Un roman, dont le titre original est A room at the top, qui fait superbement écho à la chanson de Lennon Working class hero : there's a room at the top they are telling you still. A moins que ce ne soit l'inverse, puisque le bouquin a été écrit près de 15 ans avant la chanson. Quoiqu'il en soit les thématiques en sont identiques, puisque évoquant la souffrance que ressentent les transfuges de classe lorsqu'ils sont parvenus aux sommets de la société. Souffrance presque viscérale à l'idée d'avoir en quelque sorte trahi sa classe sociale, en utilisant la haine ressentie envers les dominants comme moteur pour y arriver. Même si le cas de Lennon, qui n'a pas utilisé de moyens conventionnels pour y arriver, se compromettant moins (quoique), est à distinguer de celui de Joe Lampton, le personnage principal du roman de John Braine, qui a lui tout d'un arriviste cherchant à réussir sans véritablement casser les codes.

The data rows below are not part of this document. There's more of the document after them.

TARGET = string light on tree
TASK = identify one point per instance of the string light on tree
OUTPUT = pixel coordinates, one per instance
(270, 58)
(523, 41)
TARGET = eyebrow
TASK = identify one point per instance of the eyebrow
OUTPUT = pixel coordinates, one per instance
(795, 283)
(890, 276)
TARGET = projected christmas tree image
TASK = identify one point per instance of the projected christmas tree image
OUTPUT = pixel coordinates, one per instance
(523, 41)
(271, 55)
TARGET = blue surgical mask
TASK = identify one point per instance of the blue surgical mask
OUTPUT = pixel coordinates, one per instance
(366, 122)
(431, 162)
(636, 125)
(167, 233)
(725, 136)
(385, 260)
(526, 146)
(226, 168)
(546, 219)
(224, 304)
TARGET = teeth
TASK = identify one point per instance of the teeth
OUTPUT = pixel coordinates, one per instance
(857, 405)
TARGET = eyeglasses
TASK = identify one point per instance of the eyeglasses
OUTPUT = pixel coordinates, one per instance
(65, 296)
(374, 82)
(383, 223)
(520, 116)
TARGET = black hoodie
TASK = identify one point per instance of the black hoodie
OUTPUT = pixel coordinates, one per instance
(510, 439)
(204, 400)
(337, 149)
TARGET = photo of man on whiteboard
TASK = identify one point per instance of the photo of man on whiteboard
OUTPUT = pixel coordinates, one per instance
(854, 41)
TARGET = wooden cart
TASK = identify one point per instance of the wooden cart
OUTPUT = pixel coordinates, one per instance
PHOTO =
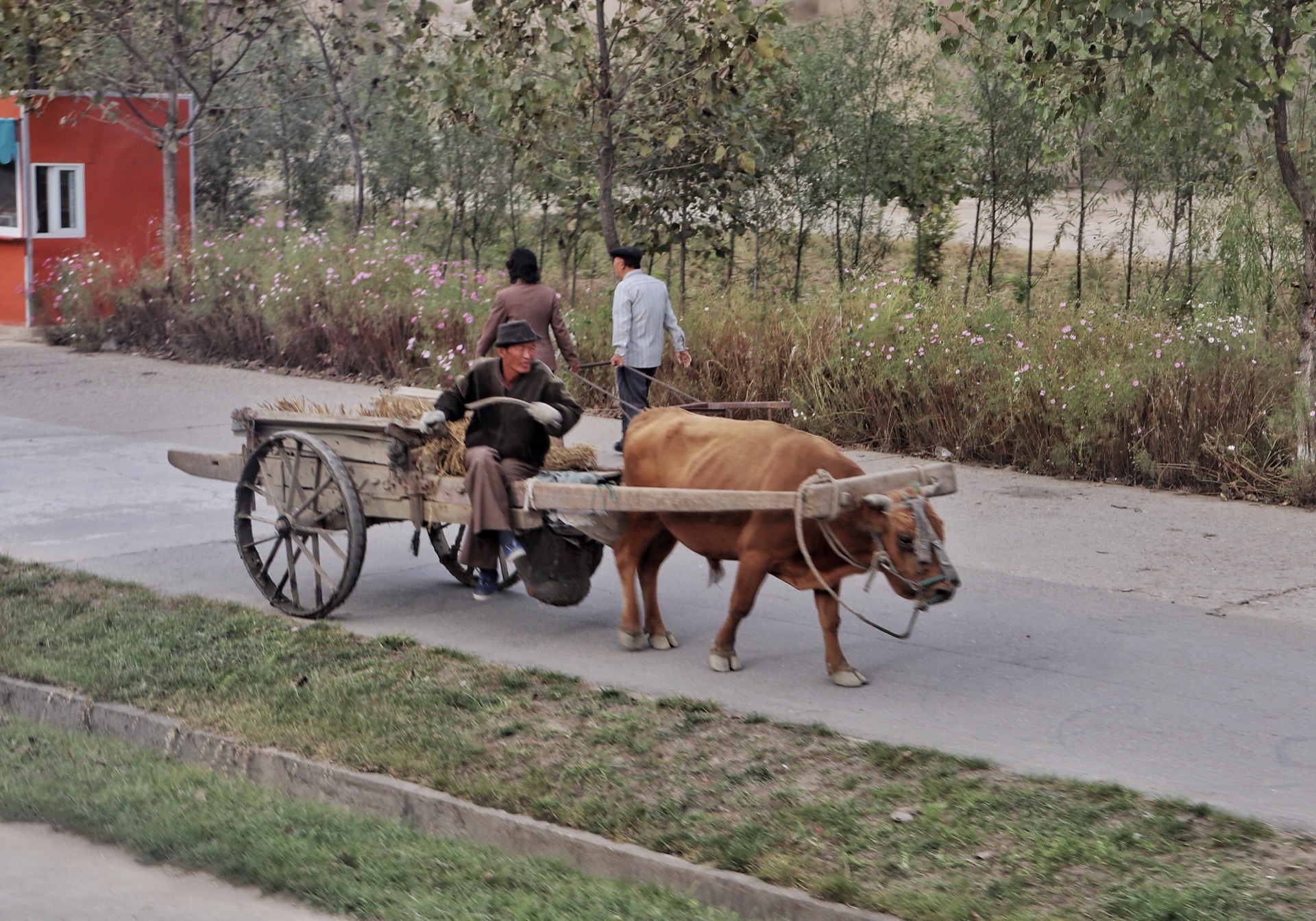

On ne peut malgré tout que ressentir de la sympathie pour lui, et c'est sans doute l'une des marques du talent de l'auteur. Sympathie mêlée de pitié devant l'innocence et la naïveté du personnage, dont la détermination n'a d'égale que sa méconnaissance des usages du monde qu'il désire plus que tout rejoindre. Détermination qui ne s'ébranlera pas, mais se fissurera peu à peu au fur et à mesure qu'il prendra conscience des dégâts humains qu'il cause, conscience qu'il tentera de noyer dans l'alcool lors d'un final mémorable, mais dont on sent - puisqu'il est narrateur et raconte rétrospectivement son histoire - que cela le tourmentera jusqu'à la fin de ses jours.
Le bouquin est, tout comme la chanson de Lennon d'ailleurs, d'une lucidité sociale impitoyable et même si l'intrigue se déroule en Angleterre à la fin des années 50, tout cela demeure d'une invraisemblable actualité et universalité, comme si rien n'avait finalement changé depuis. Braine est un écrivain issu des couches populaire, né à Bradford, près de Leeds et Une chambre au soleil est son premier roman, publié en 1957, alors qu'il a trente cinq ans. Il est souvent rattaché au courant littéraire des Angry young men, dont Allan Sillitoe (la solitude du coureur de fond) est un autre représentant éminent, et dont les héros sont souvent des hommes jeunes de condition modeste, qui portent un regard critique sur la société, mais dont la quête d'émancipation est avant tout individuelle, et, partant, rarement politisée. Disons qu'ils posent un diagnostic lucide, mais n'envisagent jamais la solution collective. Ce qui les conduit souvent à l'autodestruction (psychologique pour Joe Lampton), au point que l'on pourrait considérer que le mouvement punk aurait trouvé certaines racines auprès de ces jeunes gens en colère.
Quoiqu'il en soit, ce bouquin est fort bien écrit, et l'histoire, centrée autour de Joe Lampton et de deux femmes de la haute société est souvent poignante et n'est jamais ennuyeuse, car soutenue par une écriture vive et d'une grande précision.